To validate the library screen results, we transduced Cas9-expressing MV4-11 and MOLM13 cells with sgRNAs targeting KDSR (sgKDSR#1 and sgKDSR#2). Using an RFP (co-expressed with sgRNA) flow cytometric growth competition assay (Figure S1), we found that cells transduced with sgKDSR were selectively outcompeted compared to cells transduced with sgRNA targeting non-essential sequences (sgLUC targeting Firefly luciferase; sgREN targeting Renilla luciferase) (Figure 2A). Furthermore, ectopic expression of a KDSR cDNA with synonymous mutations (bypass the targeting by sgKDSR) completely rescued the survival of these leukemic cells (Figure 2B), indicating the suppression of leukemia by CRISPR/Cas9 and sgKDSR can be attributed to the disruption of KDSR expression.

Figure 2.

KDSR is essential for leukemia cells.

(A) Growth competition assay of MV4-11 and MOLM13 cells transduced with RFP-labeled negative control sgRNAs (sgLUC and sgREN; grey lines) and sgRNAs targeting KDSR (sgKDSR#1 and sgKDSR#2; blue lines). (B) Effect of ectopically expressed KDSR cDNA (GFP-labeled) on the cell numbers of sgKDSR (RFP-labeled) transduced MV4-11 and MOLM13 cells. (C) Growth competition assay of KDSR depletion in eight cancer cell models. (D,E) Cell cycle monitored by EdU and DAPI, and (F,G) cellular apoptosis detected by Annexin V in MV4-11 and MOLM13 cells. Data are represented as mean ± SD of triplicated experiments. *P < 0.01 using Student’s t-test.
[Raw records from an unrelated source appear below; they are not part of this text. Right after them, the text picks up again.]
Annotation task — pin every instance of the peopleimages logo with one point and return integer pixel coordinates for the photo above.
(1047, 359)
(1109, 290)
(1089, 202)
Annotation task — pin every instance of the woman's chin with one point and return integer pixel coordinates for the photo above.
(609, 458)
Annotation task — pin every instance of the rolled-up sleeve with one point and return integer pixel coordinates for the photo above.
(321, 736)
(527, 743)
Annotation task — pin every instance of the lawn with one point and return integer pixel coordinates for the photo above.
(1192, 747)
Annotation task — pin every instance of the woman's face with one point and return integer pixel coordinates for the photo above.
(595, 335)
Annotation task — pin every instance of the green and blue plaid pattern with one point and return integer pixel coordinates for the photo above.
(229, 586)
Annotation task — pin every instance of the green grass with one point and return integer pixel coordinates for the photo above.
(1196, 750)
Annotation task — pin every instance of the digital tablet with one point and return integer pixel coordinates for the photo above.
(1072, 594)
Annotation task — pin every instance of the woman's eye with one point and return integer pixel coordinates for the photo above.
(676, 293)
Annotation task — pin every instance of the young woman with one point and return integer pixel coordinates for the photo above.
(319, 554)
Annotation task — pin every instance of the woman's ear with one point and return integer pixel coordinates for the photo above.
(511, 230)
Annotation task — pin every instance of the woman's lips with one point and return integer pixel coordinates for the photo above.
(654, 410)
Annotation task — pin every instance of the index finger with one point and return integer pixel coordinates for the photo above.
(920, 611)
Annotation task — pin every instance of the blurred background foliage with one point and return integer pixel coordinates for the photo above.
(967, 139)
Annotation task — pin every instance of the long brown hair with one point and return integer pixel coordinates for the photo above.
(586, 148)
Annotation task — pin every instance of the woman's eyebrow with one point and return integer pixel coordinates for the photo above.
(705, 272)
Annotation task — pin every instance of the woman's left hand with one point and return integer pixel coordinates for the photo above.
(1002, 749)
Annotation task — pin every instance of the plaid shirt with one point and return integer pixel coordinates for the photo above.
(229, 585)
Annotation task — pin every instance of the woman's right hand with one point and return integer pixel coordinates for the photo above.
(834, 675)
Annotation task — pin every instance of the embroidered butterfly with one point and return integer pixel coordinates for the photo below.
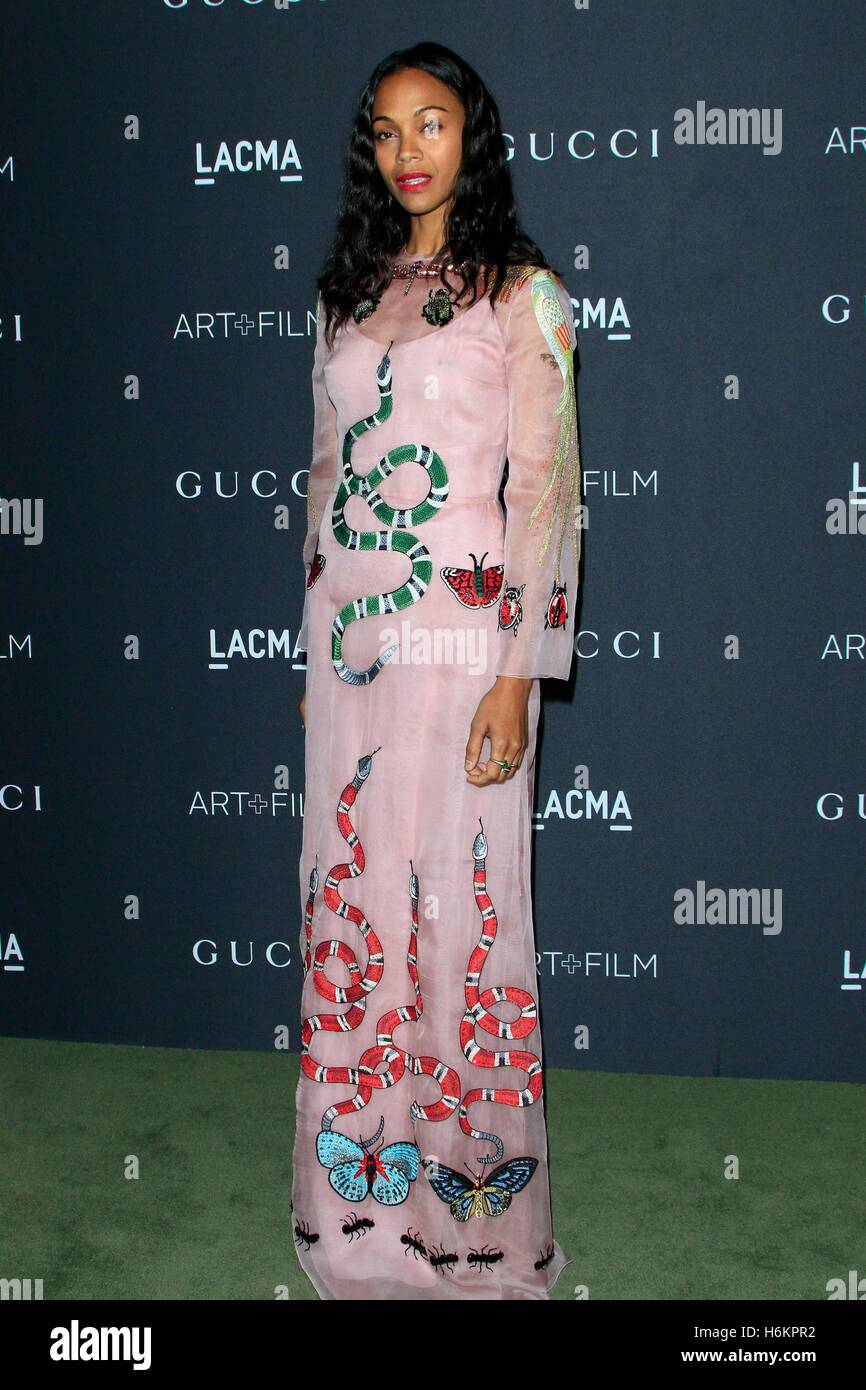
(319, 563)
(476, 587)
(357, 1172)
(480, 1196)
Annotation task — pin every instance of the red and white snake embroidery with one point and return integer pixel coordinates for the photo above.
(398, 1061)
(477, 1015)
(387, 1051)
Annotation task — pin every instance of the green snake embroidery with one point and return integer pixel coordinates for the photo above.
(399, 540)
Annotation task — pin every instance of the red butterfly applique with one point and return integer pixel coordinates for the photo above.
(476, 587)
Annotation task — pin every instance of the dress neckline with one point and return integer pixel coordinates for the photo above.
(407, 342)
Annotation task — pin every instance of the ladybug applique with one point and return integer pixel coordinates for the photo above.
(319, 563)
(510, 608)
(558, 608)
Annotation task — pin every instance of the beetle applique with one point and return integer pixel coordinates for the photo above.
(510, 608)
(558, 608)
(317, 566)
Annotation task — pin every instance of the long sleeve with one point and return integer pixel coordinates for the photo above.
(542, 492)
(323, 460)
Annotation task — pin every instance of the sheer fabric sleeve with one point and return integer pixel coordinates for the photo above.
(323, 463)
(542, 492)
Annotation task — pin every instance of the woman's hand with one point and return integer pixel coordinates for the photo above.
(502, 716)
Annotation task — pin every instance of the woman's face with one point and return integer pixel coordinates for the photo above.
(417, 129)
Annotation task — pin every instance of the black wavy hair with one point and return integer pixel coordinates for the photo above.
(481, 232)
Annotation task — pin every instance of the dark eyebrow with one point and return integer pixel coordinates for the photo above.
(417, 111)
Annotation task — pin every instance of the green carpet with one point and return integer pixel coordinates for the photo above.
(640, 1196)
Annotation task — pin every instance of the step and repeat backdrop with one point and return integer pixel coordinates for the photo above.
(168, 173)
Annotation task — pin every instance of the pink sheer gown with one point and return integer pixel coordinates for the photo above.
(420, 1159)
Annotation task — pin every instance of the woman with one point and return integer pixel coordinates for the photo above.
(420, 1165)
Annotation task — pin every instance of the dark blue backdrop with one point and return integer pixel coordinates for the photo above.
(697, 173)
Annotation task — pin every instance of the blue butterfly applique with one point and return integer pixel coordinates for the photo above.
(357, 1171)
(480, 1196)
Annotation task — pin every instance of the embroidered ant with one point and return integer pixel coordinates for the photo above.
(416, 1246)
(303, 1233)
(484, 1258)
(441, 1261)
(355, 1225)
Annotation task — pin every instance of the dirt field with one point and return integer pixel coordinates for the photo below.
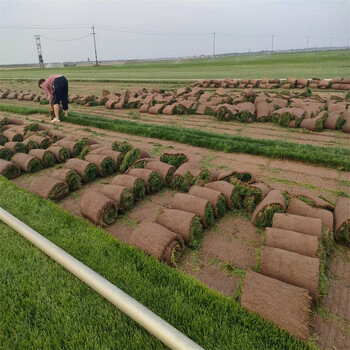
(232, 245)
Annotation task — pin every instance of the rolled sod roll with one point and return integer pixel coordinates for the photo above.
(342, 220)
(174, 158)
(165, 170)
(225, 188)
(292, 241)
(46, 157)
(49, 187)
(62, 154)
(199, 206)
(216, 199)
(43, 142)
(5, 153)
(284, 305)
(119, 194)
(116, 156)
(71, 177)
(27, 163)
(74, 147)
(13, 136)
(298, 207)
(122, 147)
(104, 164)
(131, 157)
(297, 223)
(16, 147)
(9, 169)
(296, 269)
(273, 203)
(133, 183)
(187, 225)
(158, 241)
(98, 208)
(151, 178)
(3, 140)
(86, 170)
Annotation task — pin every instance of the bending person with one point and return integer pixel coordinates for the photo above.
(56, 87)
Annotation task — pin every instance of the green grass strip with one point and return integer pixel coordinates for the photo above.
(47, 306)
(334, 157)
(139, 190)
(126, 202)
(5, 153)
(73, 181)
(196, 233)
(155, 182)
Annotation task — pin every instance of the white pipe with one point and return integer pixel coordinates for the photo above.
(162, 330)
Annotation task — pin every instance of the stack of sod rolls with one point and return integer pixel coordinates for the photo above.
(133, 183)
(158, 241)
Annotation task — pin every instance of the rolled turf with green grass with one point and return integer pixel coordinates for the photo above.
(46, 157)
(173, 158)
(121, 146)
(5, 153)
(27, 163)
(86, 170)
(9, 169)
(98, 208)
(62, 154)
(71, 177)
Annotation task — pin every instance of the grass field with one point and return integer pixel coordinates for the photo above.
(323, 64)
(40, 302)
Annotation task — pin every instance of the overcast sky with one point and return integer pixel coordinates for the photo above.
(144, 29)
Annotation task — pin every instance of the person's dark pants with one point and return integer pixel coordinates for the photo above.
(60, 92)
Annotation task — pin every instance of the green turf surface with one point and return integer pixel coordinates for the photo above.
(322, 64)
(334, 157)
(41, 305)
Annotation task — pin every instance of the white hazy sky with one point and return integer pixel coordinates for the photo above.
(240, 25)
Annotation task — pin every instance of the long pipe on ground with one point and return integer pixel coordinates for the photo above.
(162, 330)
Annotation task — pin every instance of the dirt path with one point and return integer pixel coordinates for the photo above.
(231, 246)
(208, 123)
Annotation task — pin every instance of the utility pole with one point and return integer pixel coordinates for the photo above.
(93, 33)
(40, 53)
(214, 45)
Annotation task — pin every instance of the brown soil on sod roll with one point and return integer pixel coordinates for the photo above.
(177, 221)
(116, 156)
(118, 194)
(165, 170)
(284, 305)
(293, 268)
(317, 201)
(98, 208)
(298, 207)
(133, 183)
(191, 204)
(70, 176)
(297, 223)
(49, 187)
(12, 135)
(46, 157)
(27, 162)
(274, 197)
(105, 165)
(82, 167)
(158, 241)
(225, 188)
(211, 195)
(292, 241)
(9, 169)
(342, 220)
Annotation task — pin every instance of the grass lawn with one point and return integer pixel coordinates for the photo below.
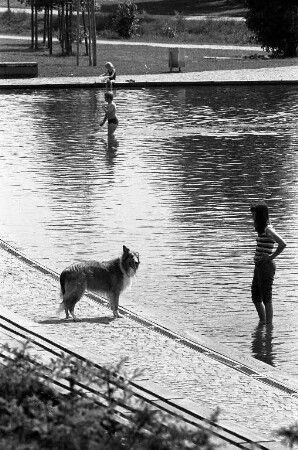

To examine the impact of KDSR over diverse cell types, we CRISPR/Cas9 targeted KDSR in two additional blood cancer types, Jurkat (T-ALL) and Hut78 (T cell lymphoma), and compared to the non-leukemic cell types, including 293T (transformed embryonic kidney cell), U251 (glioblastoma), SW620 (colon cancer), and A673 (Ewing’s sarcoma) (Figure 2C). Efficient CRISPR-editing and cell suppression were observed in these eight cell models evidenced by significant depletion of the RFP-positive cells with sgRNA targeting a general cancer essential gene MYC (sgMYC). In contrast, depletion of the RFP-positive cells in sgKDSR transduced cultures was only observed in the hematopoietic cell types including MV4-11, MOLM13, Jurkat and Hut78 (Figure 2C). Further analysis of the genome-wide CRISPR/Cas9 screen databases (DepMap Portal; Achilles v.20Q2; BROAD Institute) revealed a significantly stronger gene effect Z-score of KDSR in leukemia compared to other cancer types (Figure S2A). Gene rank analysis indicated comparable potency between targeting KDSR and BRD4 (an essential gene in leukemia and other MYC-dependent cancers)(34) in multiple leukemia cell models (Figure S2B). Together, our pathway-focused CRISPR/Cas9 screen highlights a unique vulnerability of leukemia to the disruption of de novo sphingolipid biosynthesis pathway, particularly during the KDS-to-DHS transition via KDSR.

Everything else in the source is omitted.